In which I participate in a blog hop. I almost did not include this on the list, despite it being my most-viewed post. My argument was that it wasn't a "real" post, but that was mostly bullshit. It was because I am ashamed, because I never completed my part of the blog hop. I was supposed to critique 10 other entries, and I think I only did 2. Yep, I suck. I am really sorry to everyone who did not get my feedback!

Overall, I had 19 total posts this year. I hope to improve that number next year, but I won’t sweat it too much. I have a lot going on in my life, and this blog is a bonus for me. Hopefully you, my dear readers, enjoy it and stick around for the next arbitrary revolution around the sun!

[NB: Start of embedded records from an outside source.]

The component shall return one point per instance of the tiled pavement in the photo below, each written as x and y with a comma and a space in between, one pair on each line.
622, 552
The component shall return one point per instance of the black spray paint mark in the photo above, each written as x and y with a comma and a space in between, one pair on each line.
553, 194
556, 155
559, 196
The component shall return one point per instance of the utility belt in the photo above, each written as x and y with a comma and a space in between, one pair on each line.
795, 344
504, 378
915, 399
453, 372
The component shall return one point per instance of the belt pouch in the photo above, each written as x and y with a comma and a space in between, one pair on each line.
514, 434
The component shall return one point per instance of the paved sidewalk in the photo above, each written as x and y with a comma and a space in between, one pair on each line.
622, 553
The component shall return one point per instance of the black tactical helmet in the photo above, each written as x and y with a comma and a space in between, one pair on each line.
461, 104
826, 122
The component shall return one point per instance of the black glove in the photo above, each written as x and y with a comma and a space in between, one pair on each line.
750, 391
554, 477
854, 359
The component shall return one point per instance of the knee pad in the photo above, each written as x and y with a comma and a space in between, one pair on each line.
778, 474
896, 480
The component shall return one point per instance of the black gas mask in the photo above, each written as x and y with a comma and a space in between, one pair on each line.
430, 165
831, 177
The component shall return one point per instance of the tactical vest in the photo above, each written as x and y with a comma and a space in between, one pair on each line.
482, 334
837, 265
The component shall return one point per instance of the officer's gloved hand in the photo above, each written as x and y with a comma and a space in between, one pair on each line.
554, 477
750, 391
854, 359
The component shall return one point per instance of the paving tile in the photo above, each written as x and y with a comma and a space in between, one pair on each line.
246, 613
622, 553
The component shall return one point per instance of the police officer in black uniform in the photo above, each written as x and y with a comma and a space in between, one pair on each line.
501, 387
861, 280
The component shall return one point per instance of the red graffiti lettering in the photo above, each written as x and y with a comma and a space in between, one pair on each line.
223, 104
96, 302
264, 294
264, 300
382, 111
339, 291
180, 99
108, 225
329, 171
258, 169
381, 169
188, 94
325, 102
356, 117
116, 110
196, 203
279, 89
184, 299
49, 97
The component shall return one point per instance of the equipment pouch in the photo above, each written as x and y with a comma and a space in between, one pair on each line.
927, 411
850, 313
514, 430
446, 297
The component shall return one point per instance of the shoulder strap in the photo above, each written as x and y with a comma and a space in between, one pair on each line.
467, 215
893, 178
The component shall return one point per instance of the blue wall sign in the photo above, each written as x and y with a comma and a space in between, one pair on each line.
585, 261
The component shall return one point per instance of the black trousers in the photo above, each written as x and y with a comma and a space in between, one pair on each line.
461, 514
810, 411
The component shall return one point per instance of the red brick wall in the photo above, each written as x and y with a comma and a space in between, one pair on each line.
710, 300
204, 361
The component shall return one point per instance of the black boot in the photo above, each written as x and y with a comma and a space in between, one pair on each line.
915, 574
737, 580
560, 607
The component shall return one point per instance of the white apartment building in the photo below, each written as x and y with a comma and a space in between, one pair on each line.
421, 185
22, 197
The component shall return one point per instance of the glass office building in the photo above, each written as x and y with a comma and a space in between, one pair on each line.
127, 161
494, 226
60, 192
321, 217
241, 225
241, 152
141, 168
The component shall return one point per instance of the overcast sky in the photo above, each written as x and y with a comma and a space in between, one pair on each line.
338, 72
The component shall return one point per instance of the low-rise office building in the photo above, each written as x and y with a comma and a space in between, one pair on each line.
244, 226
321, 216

Tuesday, December 15, 2015

Anatomy of a Writer's Desk

Let's pull back the curtain for a moment. I'd love to pretend that I'm a sort of romantic writer, penning stories at the fireside in my garret bedroom (I may have read the Emily of New Moon series too many times). The truth is, I do most of my writing on a laptop or my tablet. I sit at an IKEA desk surrounded by piles of items I mean to attend to, next to the dumbbells I use for working out. So I thought I would share with you just how my writing desk looks. This is entirely candid—I snapped this photo the other day without doing any cleaning or organizing beforehand. And here it is!

1. Super fancy printer that can push out manuscript pages with ease—and I can print to it from my couch or desk or toilet or wherever! This was a birthday gift from my boyfriend, who really Gets It when it comes to my passion for writing.

2. Printed out rejection letters that have not been filed into the rejection binder yet. Probably printed from the couch, which is way too far to get up and actually get things off the printer.

3. Writing notebook, buried under random papers (including the user manual for the fancy printer), that may occasionally be brought out to have snippets of dialogue, character descriptions, or story ideas added to it or to be mined for a current project.

4. Minnie Mouse ears from Disneyland. Of course.

5. Wall art from Target, appropriately themed for a writer.

6. A whiteboard built into the desk, perfect for the jotting down of quick notes! And actually used for once, two years ago, writing down my employee ID, and never erased.

7. A detailed schedule and checklist of everything that I plan to accomplish on a weekend day. Planned items could range from laundry and dishes to writing and editing to reading and watching Doctor Who.

8. Hand-drawn (okay, more like hand-scribbled) map for a now-defunct project. I think this one was NaNo 2014. Er, 2013. Yikes.

9. A handful of books related to writing and an autograph book for authors (so far with only N.K. Jemisin’s signature).

10. Proudly holding up the end is the dictionary I got for my 16th birthday. Not that I ever use it—it’s called the Internet!—but doesn’t it just feel writerly to have it there?

11. A pile of old cards and letters that I really, really mean to reply to. Someday.

12. This book was assigned to me by my therapist, before I dumped him for being unhelpful. It is a good book, though! I even have a highlighter and a pen hooked to the cover for notes.

13. A writing book that I swear I am going to read any day now.

14. This folder was used to hold some printed out rejections that need to be filed in the rejection binder. Those are really piling up…

So there you have it! A quick breakdown of where I do a lot of my writing, editing, and bemoaning. What does your space look like??